Le Burkina Faso peut-il se passer de la démocratie selon son dirigeant ?
Lors d’une interview télévisée diffusée en début de semaine, le capitaine Ibrahim Traoré, chef de l’État du Burkina Faso, a marqué les esprits en déclarant sans ambiguïté que la démocratie devait être « oubliée » par les Burkinabés. Selon lui, ce système politique ne correspond pas aux réalités du pays, affirmant sans détour : « La démocratie n’est pas faite pour nous. »
À 38 ans, ce militaire, qui se présente comme un leader révolutionnaire luttant contre l’impérialisme occidental, a justifié cette position en comparant la situation à celle de la Libye voisine. Il a évoqué l’exemple de Mouammar Kadhafi, dont le régime autoritaire avait pourtant apporté des avancées sociales majeures avant sa chute. Pour Traoré, la chute du dictateur libyen, soutenu par une intervention occidentale, illustre les dangers de l’imposition de la démocratie par la force.
Un revirement politique majeur
Le capitaine Traoré, arrivé au pouvoir lors d’un putsch il y a trois ans, avait initialement promis un retour à l’ordre constitutionnel pour juillet 2024. Pourtant, à quelques semaines de cette échéance, il a annoncé un report de cinq ans pour son mandat, prolongeant ainsi son contrôle sur le pays. Cette décision s’inscrit dans une série de mesures radicales prises par son gouvernement.
En début d’année, les autorités burkinabées ont officiellement interdit tous les partis politiques, les accusant de semer la division et d’entraver le projet révolutionnaire en cours. Cette décision s’accompagne d’une volonté affichée de reconstruire l’État sur de nouvelles bases, bien que les contours de ce nouveau système restent flous.
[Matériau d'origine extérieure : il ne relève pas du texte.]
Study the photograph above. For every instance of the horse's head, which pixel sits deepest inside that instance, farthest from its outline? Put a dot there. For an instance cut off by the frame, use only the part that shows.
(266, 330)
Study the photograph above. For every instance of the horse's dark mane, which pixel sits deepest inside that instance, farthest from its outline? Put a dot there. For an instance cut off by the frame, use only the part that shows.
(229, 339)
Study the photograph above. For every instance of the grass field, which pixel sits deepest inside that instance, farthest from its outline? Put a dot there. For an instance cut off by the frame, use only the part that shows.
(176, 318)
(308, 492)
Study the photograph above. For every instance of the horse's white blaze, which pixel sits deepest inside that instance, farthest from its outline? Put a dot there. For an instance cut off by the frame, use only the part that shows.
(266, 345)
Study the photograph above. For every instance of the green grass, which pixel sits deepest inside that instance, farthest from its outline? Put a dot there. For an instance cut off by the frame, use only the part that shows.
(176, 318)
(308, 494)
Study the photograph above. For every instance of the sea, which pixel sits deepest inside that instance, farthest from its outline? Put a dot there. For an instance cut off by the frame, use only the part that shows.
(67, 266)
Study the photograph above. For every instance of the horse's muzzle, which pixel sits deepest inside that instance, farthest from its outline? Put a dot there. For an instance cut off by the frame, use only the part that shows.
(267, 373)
Une vision panafricaniste et anti-occidentale
Dans son discours, le dirigeant a également critiqué les puissances occidentales, affirmant que leurs tentatives d’exporter la démocratie s’accompagnaient systématiquement de violence et de chaos. « Partout où elles tentent d’instaurer la démocratie, cela se solde par un bain de sang », a-t-il martelé lors de l’entretien.
Son message a trouvé un écho auprès d’une partie de la population, séduite par son discours souverainiste et son opposition à l’influence française. Le Burkina Faso s’inscrit désormais dans une dynamique régionale, aux côtés du Mali et du Niger, où les juntes au pouvoir ont rompu leurs alliances avec l’Occident pour se tourner vers la Russie en quête d’un soutien militaire.
Cependant, cette orientation ne semble pas avoir ralenti l’insurrection islamiste qui frappe la région depuis plus d’une décennie. Malgré les changements politiques, les violences persistent, plongeant le pays dans une crise sécuritaire toujours plus profonde.
Des réformes radicales et des tensions sociales
Le capitaine Traoré a justifié la dissolution des partis politiques en les présentant comme des structures nuisibles, vecteurs de mensonges et de divisions. « En Afrique, surtout au Burkina Faso, un vrai homme politique est un menteur, un flatteur, un beau parleur », a-t-il lancé, balayant d’un revers de main des décennies de vie politique organisée.
Il a insisté sur la nécessité de construire un système alternatif, fondé sur la souveraineté nationale, le patriotisme et une mobilisation révolutionnaire. Dans cette vision, les chefs traditionnels et les structures locales joueraient un rôle central, tandis que l’économie et la défense du pays devraient être repensées en profondeur. Traoré a même évoqué la possibilité de journées de travail prolongées pour accélérer le développement, rejetant l’idée de limiter les horaires à six ou huit heures quotidiennes.
Une répression croissante de l’opposition
Depuis son arrivée au pouvoir, le régime de Traoré a durci le ton face à toute forme de dissidence. L’opposition, les médias indépendants et la société civile sont régulièrement pris pour cible. Des critiques du gouvernement auraient même été envoyés sur les lignes de front pour combattre les groupes armés, selon des observateurs.
Malgré ce climat répressif, le capitaine Traoré bénéficie d’un soutien significatif en Afrique, notamment pour son discours anti-occidental et son engagement en faveur d’une plus grande autonomie du continent. Cette popularité contraste avec la détérioration des conditions de sécurité et la montée des violences au Burkina Faso.
Un récent rapport de Human Rights Watch révèle une escalade tragique de la violence : depuis 2023, plus de 1 800 civils ont été tués au Burkina Faso. Les deux tiers de ces victimes seraient imputables à l’armée et aux milices pro-gouvernementales, le reste étant attribué aux groupes islamistes armés. Une situation qui souligne l’urgence d’une solution politique et sécuritaire, alors que le pays s’enfonce dans une crise multidimensionnelle.